Les maladies provoquées par les médicaments mettent toujours les médecins mal à l'aise, car ils sont là pour soigner, pas pour faire du mal. Dans ces cas-là, la réaction la plus courante, c'est le déni. Il y a néanmoins un certain nombre de médecins qui ont pris fait et cause pour faire valoir les conséquences nocives du Distilbène, en plus de son inefficacité totale.

L'Affsaps (Agence française de sécurité des produits de santé)  a, quant à elle, alerté les professionnels de santé en 2002 et travaille aujourd'hui encore sur les conséquences du médicament sur la 3ème génération.

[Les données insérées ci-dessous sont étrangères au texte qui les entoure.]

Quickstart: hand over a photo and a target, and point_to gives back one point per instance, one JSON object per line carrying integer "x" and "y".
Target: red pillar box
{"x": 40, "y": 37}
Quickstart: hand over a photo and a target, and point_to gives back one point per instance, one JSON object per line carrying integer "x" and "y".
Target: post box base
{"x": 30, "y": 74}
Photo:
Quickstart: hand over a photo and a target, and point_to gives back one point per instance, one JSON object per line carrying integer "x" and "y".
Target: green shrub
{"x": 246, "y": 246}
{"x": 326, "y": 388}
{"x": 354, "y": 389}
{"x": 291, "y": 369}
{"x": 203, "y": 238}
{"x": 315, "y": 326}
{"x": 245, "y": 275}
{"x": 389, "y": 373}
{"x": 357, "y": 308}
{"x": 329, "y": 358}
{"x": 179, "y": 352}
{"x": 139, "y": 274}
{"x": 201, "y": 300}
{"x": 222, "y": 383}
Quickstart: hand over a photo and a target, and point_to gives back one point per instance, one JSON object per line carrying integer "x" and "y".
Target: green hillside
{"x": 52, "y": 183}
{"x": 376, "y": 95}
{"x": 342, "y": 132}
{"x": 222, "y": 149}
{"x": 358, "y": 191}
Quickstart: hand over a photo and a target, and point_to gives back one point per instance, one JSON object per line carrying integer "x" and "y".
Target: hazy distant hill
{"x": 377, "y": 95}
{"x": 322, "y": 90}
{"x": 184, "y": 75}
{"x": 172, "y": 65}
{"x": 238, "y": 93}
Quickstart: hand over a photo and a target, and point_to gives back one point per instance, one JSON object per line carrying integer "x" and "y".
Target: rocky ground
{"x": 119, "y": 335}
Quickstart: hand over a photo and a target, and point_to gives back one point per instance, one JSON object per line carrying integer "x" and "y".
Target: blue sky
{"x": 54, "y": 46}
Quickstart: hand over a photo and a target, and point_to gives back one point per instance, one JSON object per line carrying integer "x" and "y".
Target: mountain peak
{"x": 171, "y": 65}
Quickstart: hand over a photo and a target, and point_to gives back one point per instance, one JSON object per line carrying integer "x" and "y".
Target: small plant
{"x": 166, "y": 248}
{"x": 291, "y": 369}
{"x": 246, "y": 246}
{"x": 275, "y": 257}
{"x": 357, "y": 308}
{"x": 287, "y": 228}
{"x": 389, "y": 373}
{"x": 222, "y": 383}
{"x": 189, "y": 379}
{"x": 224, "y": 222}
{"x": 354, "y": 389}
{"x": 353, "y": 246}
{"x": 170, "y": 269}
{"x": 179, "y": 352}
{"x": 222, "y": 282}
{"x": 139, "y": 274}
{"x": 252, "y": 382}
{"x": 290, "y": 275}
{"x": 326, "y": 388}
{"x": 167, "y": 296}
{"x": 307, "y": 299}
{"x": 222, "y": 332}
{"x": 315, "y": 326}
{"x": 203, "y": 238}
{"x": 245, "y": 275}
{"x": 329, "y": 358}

Si la justice a progressivement reconnu les méfaits du Distilbène (stérilité, handicap, cancers, fausses couches), c'est surtout parce que le ministère de la Santé a reconnu sa responsabilité. Si l'on n'avait pas attendu 6 ans pour contre-indiquer le médicament à la femme en enceinte, on aurait pu limiter le nombre de victimes : si l'on estime aujourd'hui à une centaine le nombre de cancers ACC, plus de 80 000 filles nées de 200 000 femmes enceintes ayant pris du Distilbène sont aujourd'hui touchées par les conséquences du médicament.